I lay on the Sultan’s deck gazing up at the stars, lulled by the gentle rocking motion, fantasizing about Betsy Eden, pressing her handkerchief to my face, my eyes watering from an explosion of lights. The lingering smell of rose water set my mind reeling, reawakening memory of the times we’d traipsed over the fields near our homesteads collecting dew-damp nuts and berries, our shoes soaked to the soles.
On the night before I sailed for England, five years ago, I had set off across the dark fields for Betsy’s house, balancing my sea chest on my shoulder. She had lit a candle in her second floor bedroom window as a will o' the wisp to lure me out of the moonless night into her arms. I deposited the chest under a gnarled hickory, a former chastiser and now an abettor, that grew close by to the house, shinnied up the tree, and clambered through her bedroom window into her waiting arms.
“So, in a few hours you'll have discarded me like an old dishrag or a faded flower, then?” she said, snuffing out the candle. We fell onto the bed fully clothed, locked in each other’s arms.
“How can you say such a thing,” I mumbled into her ear, smothering her face, her neck, her breasts with kisses as Betsy giggled madly. "My greatest regret is that I have to leave you here alone." “I shall miss you coming here to keep me warm nights.”
“Just make sure that no one else usurps my place,” I said, laughing.
As I grew older I had probably spent more time at her house than my own, joining her family for supper by the hearth in the kitchen, relishing her mother’s homemade butter and fresh-baked bread, and at night sharing her chaste bed in a custom known as bundling. The next morning I’d be on board the Seraph, bound for England, and as one chapter of my life came to an end, another would unfold. I felt a rising sadness; it would be years before I saw Betsy again.
“I wish you weren’t going, Roger,” Betsy said. “Or rather, I wish I was going with you.”
“It can be a wild and dangerous place for a woman, the East Indies.” “The East Indies! Sounds dreamy.”
“Dreamy, yes, as a place to make money.”
“India, Fort St. George, Madras, will I ever see them?” I could feel her excitement as she snuggled up against me. “They seem so far away. Francis has been gone for years and we hardly know what’s become of him.”
“Oh, my brother can take care of himself. I’ll bet he’s made his pile already, just waiting to come home and spend it. Anyway, in two or three years, with enough saved, I’ll send for you to join me.”

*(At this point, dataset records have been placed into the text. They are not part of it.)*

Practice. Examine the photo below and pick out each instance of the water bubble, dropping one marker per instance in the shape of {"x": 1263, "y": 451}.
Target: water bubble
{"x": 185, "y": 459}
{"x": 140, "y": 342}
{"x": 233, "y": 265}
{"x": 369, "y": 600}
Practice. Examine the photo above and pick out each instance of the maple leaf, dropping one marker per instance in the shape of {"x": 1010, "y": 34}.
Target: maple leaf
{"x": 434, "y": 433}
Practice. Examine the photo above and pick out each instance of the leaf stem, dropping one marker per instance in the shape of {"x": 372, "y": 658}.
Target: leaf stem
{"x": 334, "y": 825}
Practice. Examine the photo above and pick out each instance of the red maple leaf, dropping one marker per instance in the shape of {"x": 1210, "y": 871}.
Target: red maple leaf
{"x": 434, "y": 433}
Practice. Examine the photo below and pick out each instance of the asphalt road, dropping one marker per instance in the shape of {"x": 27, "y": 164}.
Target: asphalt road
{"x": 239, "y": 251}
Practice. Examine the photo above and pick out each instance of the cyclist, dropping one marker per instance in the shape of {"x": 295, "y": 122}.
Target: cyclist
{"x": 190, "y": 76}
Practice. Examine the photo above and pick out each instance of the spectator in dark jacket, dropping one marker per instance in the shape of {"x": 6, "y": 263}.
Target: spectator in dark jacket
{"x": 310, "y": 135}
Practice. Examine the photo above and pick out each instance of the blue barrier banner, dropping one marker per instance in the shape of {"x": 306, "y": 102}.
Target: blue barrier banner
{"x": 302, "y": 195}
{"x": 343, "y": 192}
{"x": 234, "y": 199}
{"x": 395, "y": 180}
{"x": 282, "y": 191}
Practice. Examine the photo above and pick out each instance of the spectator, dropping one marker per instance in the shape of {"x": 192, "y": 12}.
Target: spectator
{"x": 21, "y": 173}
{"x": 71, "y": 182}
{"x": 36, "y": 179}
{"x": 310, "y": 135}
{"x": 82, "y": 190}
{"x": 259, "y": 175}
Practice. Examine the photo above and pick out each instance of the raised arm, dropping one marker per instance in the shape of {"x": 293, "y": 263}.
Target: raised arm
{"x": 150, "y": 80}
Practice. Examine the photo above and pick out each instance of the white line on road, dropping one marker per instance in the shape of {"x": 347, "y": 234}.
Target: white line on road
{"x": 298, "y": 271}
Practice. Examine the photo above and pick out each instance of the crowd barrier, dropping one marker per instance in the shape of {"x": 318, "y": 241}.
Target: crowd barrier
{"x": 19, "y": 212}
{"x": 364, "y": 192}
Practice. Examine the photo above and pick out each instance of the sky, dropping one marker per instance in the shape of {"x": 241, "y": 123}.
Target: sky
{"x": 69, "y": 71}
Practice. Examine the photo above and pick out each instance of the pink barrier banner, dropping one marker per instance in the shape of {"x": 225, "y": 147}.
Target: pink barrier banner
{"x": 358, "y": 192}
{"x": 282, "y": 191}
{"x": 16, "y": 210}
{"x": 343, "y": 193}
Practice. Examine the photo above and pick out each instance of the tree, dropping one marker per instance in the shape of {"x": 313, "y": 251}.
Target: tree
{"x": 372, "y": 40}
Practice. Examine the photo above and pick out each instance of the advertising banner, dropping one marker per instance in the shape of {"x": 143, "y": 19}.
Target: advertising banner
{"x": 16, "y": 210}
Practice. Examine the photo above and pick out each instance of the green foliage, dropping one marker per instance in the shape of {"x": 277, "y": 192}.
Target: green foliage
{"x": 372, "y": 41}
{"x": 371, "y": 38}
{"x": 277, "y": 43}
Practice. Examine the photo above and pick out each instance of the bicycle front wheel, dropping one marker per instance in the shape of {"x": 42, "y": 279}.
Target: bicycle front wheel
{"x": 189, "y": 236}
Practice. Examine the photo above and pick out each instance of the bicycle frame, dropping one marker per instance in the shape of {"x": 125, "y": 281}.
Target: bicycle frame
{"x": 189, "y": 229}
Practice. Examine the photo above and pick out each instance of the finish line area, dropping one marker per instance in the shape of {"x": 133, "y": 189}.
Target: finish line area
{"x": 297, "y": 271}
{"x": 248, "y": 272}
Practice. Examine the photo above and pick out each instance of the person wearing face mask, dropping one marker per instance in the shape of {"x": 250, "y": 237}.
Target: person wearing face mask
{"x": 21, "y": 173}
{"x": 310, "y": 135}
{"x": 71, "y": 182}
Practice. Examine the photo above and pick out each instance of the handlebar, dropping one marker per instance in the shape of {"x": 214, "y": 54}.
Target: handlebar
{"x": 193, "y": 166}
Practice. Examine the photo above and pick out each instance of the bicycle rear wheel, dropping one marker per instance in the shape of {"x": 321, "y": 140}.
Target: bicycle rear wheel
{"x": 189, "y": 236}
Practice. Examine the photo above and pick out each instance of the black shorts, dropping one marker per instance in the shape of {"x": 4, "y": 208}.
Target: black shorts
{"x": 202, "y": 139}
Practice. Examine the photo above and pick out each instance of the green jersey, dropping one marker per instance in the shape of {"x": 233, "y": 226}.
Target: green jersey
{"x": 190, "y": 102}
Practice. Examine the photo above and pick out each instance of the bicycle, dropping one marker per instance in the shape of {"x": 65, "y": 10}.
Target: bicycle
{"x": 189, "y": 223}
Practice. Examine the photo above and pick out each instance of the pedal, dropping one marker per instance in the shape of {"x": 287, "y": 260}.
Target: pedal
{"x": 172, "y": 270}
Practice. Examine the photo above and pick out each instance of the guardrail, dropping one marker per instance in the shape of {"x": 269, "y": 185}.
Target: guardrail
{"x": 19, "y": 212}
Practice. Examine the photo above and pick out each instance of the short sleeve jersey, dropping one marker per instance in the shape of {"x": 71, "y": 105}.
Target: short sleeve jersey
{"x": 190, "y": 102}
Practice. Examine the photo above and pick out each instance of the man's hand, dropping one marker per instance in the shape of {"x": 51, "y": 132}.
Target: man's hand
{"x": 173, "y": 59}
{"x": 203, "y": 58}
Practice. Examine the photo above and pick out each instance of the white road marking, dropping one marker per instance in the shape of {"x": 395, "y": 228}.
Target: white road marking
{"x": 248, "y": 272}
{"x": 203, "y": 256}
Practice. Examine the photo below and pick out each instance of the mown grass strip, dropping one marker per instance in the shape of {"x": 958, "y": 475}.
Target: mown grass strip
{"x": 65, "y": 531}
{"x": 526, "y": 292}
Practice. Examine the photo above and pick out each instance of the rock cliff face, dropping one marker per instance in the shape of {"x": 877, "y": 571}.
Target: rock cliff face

“You’d better do it sooner, or you won’t find me waiting for you.” It was too dark to see her face, but I knew she would have that peevish look she adopted whenever she was being thwarted. “Tell me again about Madras. Does everyone have dozens of servants and hold parties and balls every night?”
“Once we’re wealthy, we’ll return to Boston and settle down. Then, Mrs. Davenport, you can have parties and balls to your heart’s delight.” I dreamed of making my fortune and returning home to set myself up. Betsy only dreamed of a life of luxury and pleasure. I should have realized what a hedonist she was.
After a while I dozed off and dreamt of being in an exotic city and meeting strange people, only to wake up to find Betsy propped up on her elbow, staring into my face by the relit candle. She leaned over to kiss me on my eyelids. “Go back to sleep,” she whispered. But I fought to keep my eyes open, to fix in my mind the vision of us lying together in her bed, in the mist of her perfume, the perfume I could detect still, and bask in the heat of her presence, as real to me now as if she’d been by my side.